In this September 26, 1918, photo, a US Army 37-mm gun crew man their position during the World War One Meuse-Argonne Allied offensive in France. (AP Photo, File)

France, Britain and its empire, Russia and the United States had the main armies opposing a German-led coalition that also included the Austro-Hungarian and Ottoman empires. Nearly 10 million soldiers died, often in brutal trench warfare where poison gas added a cruelty in warfare that the world had never seen.

Hundreds of thousands from all corners of the world died in Europe, many of them on the Western Front reaching from Belgium’s Flanders Fields almost up to the Swiss border.

Carrying the heritage of defeated Germany, Chancellor Angela Merkel will be visiting the site in the woods north of Paris where military leaders agreed in a train carriage to the armistice at 5 a.m. on Nov. 11, 1918, six hours before it took effect.

French President Emmanuel Macron and German Chancellor Angela Merkel sign the Golden Book on November 10, 2018, as they sit in the train carriage where the armistice ending World War was signed in the clearing of Rethondes (the Glade of the Armistice) in Compiegne, northern France. (Philippe Wojazer/Pool/AFP)

On Sunday, in another show of reconciliation, Merkel will open an international peace forum in Paris with Macron and UN Secretary-General Antonio Guterres.

Like other leaders visiting national cemeteries dotted around northern France, Trump was scheduled visit two burial sites that highlight how the United States came of age as a military power after it joined the war in 1917 and set it up to become a dominating force for the next century.

After rain grounded his helicopter on Saturday though, he is now only scheduled to pay respects at one.

A guide to Sunday’s commemorations:

WHO IS ATTENDING: Leaders from the majority of countries that sent troops or workers to the Western Front. From Israel, Prime Minister Benjamin Netanyahu will also attend. Notably absent will be the president of China. Chinese laborers worked behind the front lines and died in the war.

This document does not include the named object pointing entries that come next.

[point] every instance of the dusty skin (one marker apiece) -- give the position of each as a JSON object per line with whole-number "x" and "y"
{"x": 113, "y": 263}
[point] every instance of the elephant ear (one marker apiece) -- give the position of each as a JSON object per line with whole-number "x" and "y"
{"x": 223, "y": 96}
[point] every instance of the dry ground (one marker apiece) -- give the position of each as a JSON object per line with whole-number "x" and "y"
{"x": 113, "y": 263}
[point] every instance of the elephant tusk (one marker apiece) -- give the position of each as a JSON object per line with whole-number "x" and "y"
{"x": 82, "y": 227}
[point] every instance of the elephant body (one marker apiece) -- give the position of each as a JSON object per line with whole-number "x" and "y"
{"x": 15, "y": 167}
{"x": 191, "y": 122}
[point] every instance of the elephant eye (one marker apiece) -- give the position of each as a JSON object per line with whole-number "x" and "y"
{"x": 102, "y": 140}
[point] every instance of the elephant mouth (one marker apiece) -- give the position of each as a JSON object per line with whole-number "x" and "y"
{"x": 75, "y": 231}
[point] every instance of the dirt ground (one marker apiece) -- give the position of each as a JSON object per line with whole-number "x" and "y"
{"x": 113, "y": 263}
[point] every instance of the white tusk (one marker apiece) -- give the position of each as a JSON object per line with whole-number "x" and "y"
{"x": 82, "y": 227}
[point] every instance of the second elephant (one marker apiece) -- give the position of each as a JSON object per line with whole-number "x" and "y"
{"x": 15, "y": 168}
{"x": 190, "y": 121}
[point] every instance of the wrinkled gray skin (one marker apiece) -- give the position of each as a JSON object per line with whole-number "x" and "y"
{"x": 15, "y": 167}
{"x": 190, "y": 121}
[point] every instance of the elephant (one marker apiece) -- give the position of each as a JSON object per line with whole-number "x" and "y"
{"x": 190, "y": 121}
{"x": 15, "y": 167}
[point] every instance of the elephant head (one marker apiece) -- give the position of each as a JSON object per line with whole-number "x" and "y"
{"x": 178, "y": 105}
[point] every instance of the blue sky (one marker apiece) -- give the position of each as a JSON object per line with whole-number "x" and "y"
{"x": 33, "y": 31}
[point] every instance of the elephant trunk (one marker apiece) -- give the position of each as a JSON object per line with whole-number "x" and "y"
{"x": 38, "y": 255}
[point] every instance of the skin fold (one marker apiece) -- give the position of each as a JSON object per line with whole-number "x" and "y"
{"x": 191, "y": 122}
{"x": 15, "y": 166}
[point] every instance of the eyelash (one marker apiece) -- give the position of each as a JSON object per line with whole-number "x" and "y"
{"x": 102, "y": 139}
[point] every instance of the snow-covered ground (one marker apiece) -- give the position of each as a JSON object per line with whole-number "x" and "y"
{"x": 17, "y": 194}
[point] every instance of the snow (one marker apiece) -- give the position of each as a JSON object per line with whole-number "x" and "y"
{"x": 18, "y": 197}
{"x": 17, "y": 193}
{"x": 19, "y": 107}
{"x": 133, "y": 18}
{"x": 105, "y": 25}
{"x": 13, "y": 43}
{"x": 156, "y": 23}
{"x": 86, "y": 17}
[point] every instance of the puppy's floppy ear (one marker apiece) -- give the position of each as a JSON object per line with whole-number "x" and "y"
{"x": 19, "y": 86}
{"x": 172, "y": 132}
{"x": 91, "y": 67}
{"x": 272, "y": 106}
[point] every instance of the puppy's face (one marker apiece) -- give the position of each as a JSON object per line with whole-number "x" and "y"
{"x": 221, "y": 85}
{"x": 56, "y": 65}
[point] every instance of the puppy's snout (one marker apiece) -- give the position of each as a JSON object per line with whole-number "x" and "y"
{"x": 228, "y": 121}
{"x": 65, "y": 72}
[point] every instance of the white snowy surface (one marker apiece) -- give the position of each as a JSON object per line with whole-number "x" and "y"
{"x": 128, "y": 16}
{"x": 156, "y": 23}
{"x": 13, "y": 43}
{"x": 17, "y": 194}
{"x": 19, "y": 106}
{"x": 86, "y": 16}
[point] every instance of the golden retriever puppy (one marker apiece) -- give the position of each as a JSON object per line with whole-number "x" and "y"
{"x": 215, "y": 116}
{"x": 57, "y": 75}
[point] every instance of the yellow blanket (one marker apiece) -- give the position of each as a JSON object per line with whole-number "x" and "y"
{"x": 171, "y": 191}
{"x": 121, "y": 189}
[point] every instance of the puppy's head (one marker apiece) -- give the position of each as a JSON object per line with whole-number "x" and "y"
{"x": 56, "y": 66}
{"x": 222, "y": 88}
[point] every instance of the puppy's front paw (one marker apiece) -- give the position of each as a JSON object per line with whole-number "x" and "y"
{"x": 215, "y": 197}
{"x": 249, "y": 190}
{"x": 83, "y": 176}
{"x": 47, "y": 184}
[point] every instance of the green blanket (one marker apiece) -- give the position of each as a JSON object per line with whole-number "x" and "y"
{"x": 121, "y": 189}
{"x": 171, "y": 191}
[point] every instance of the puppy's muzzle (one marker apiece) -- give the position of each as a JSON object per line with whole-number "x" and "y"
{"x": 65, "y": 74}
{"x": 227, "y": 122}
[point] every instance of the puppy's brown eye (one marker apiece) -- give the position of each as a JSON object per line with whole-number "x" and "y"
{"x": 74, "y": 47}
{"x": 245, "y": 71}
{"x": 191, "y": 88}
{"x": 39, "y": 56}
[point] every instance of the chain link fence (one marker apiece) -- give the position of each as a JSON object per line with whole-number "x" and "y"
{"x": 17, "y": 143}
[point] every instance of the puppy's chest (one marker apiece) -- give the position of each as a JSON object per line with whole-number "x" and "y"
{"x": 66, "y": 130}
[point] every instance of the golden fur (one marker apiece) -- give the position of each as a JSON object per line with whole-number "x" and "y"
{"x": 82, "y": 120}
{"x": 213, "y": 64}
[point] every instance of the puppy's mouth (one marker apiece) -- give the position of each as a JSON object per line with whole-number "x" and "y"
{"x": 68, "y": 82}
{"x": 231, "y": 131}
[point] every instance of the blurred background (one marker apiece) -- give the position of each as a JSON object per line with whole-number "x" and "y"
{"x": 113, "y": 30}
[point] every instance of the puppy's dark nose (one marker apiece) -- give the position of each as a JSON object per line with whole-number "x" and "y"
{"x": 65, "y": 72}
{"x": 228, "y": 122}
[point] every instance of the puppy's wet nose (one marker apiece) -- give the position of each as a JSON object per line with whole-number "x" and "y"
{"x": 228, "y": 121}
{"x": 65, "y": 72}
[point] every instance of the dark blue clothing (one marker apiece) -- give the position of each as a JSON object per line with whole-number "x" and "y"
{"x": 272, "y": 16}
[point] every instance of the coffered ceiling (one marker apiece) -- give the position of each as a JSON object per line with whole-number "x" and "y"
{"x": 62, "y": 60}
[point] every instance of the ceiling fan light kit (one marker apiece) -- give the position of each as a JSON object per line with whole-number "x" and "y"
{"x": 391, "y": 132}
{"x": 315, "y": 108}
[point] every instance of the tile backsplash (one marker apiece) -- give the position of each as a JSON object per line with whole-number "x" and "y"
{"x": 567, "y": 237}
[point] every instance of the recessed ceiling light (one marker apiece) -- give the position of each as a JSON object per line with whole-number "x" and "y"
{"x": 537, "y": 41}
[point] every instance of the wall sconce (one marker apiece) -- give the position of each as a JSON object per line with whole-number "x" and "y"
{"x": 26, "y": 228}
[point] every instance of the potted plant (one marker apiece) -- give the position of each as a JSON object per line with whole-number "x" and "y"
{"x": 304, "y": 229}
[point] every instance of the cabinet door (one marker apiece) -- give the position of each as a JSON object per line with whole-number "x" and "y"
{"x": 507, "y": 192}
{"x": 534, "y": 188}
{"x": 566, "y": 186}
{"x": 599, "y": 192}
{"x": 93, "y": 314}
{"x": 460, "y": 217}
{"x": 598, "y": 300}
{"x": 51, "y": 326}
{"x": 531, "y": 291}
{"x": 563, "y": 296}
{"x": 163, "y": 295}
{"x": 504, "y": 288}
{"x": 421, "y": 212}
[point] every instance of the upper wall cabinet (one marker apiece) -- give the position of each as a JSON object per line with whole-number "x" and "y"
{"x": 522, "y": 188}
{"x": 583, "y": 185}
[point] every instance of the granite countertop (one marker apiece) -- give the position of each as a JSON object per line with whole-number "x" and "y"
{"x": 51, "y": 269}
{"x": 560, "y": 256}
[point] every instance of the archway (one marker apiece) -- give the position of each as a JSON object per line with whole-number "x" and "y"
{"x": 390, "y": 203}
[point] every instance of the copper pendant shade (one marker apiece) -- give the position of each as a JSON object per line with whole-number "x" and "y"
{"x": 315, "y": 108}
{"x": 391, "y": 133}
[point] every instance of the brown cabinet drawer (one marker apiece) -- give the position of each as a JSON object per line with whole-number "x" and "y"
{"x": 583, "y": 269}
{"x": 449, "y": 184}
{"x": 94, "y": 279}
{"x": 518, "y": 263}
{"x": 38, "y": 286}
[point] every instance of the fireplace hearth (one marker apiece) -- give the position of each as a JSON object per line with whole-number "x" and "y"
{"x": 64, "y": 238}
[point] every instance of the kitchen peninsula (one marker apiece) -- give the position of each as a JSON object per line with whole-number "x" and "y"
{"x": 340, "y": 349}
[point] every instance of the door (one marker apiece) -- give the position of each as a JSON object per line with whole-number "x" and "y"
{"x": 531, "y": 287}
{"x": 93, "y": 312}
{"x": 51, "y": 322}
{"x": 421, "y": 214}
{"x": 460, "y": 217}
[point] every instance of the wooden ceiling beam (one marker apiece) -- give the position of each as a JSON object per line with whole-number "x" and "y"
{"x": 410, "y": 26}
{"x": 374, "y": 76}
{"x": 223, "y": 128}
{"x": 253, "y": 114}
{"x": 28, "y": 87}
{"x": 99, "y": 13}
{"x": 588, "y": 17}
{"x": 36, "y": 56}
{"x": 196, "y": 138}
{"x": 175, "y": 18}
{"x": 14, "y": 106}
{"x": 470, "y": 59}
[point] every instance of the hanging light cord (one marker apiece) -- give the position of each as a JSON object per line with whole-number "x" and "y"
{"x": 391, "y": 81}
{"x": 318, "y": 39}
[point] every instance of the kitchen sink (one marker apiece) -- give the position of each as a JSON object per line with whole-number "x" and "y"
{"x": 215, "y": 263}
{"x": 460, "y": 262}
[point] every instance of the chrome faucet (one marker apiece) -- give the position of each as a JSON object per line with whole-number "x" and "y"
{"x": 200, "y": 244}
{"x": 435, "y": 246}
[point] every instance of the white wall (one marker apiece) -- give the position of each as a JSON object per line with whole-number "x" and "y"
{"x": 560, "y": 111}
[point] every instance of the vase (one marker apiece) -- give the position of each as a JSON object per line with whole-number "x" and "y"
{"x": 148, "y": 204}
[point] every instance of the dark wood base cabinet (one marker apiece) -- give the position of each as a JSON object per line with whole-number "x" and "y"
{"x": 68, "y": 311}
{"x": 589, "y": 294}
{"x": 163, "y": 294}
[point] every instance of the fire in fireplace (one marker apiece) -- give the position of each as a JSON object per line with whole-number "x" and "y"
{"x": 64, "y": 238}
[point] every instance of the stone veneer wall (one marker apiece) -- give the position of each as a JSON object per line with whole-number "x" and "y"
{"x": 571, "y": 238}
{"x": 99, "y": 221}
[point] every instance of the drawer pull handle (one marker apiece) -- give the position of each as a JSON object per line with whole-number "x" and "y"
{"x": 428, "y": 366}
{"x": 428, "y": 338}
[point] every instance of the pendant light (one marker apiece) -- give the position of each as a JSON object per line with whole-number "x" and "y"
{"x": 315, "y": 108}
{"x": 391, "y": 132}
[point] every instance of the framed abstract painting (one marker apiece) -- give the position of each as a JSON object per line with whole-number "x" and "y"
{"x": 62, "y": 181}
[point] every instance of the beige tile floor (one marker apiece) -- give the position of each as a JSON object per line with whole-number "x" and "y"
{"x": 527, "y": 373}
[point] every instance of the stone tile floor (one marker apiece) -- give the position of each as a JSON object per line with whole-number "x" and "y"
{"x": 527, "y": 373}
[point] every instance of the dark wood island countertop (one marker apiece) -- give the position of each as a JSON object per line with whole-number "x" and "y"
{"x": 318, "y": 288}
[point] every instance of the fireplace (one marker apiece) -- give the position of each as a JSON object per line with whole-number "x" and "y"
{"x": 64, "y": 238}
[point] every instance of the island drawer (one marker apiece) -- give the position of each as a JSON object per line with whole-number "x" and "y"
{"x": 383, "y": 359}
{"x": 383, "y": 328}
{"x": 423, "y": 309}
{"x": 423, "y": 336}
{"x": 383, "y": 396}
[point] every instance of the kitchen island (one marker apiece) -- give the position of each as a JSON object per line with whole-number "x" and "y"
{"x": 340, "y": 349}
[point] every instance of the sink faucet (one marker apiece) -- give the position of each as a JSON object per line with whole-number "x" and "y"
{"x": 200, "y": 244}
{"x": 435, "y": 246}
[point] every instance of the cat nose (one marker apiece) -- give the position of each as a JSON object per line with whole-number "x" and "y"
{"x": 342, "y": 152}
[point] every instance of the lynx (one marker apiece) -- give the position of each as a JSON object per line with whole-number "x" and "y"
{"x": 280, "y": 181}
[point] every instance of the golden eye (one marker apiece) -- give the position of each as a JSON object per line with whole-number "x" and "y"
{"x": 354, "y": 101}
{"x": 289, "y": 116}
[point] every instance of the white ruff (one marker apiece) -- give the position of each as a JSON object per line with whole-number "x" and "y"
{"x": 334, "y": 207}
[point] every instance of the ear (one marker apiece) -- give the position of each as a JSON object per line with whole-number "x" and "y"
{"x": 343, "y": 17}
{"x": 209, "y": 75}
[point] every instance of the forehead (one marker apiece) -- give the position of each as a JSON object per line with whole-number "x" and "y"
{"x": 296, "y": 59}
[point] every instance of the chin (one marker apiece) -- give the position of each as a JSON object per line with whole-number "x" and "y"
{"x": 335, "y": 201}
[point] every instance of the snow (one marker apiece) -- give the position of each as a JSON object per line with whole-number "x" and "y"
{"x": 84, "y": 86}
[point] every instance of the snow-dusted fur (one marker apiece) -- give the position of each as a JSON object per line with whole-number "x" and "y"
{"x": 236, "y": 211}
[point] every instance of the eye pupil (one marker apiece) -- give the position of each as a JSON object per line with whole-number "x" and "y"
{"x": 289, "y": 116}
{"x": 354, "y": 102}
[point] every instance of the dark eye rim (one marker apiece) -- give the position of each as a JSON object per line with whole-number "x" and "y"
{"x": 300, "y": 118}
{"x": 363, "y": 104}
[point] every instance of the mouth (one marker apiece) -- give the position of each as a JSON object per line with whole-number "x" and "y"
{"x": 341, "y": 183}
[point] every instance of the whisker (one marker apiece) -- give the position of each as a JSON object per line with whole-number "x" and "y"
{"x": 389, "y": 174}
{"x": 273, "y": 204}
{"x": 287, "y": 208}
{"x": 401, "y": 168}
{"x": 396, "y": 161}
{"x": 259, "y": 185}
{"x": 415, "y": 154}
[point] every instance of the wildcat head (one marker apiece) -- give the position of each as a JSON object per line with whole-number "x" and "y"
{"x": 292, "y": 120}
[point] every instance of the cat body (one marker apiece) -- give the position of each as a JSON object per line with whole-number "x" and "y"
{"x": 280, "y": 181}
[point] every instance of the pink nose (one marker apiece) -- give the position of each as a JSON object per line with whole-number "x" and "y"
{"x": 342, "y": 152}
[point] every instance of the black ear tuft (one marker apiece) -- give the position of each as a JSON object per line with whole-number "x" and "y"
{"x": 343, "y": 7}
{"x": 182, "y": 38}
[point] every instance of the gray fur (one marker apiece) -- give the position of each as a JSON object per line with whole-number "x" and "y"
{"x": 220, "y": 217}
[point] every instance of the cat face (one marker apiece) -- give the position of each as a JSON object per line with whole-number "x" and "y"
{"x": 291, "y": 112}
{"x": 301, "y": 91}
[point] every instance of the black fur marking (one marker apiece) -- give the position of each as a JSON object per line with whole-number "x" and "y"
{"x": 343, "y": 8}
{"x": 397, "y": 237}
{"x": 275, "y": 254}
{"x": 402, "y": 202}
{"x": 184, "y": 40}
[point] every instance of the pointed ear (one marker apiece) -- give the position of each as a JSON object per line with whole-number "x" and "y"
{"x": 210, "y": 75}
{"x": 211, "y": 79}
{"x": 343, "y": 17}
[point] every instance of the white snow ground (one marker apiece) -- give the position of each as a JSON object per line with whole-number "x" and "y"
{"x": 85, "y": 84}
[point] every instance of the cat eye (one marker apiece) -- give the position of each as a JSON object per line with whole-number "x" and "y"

TIMING: French President Emmanuel Macron and other heads of state and government are scheduled to arrive at 11 a.m. . That is the exact time the fighting stopped on Nov. 11, 1918 after more than four years of bloodshed, shelling, chemical weapon attacks and the horror of the first global war.

READINGS: High school students will read letters that soldiers and others wrote on the day the armistice was signed a century ago, giving voices to ghosts from the past.

In this undated file photo American World War I soldiers wave their helmets after the Nov. 11, 1918 Armistice was signed in France. (AP Photo, File)

“Finally, the whir of the shells and the whistling of the bullets are over,” wrote Alfred Roumiguieres, a French infantryman.

“Today has been perfectly wonderful,” Charles Neville, a British officer, wrote to his parents. “We got news of the armistice at 9:30 this morning.”

US Army Capt. Charles S. Normington wrote that “each soldier had his arms full of French girls, some crying, others laughing; each girl had to kiss every soldier before she would let him pass. There is nowhere on earth I would rather be.”

OTHER HIGHLIGHTS: Macron, foreign VIPs and high school students will gather at the Tomb of the Unknown Soldier under the Arc de Triomphe and light the eternal flame that is rekindled every night at the memorial engraved with the words: “Here rests a French soldier who died for the nation.”

There will also be music by cellist Yo-Yo Ma, three-time Grammy-Award winning African singer Angelique Kidjo and the bugler who breaks a minute of silence held during the ceremony.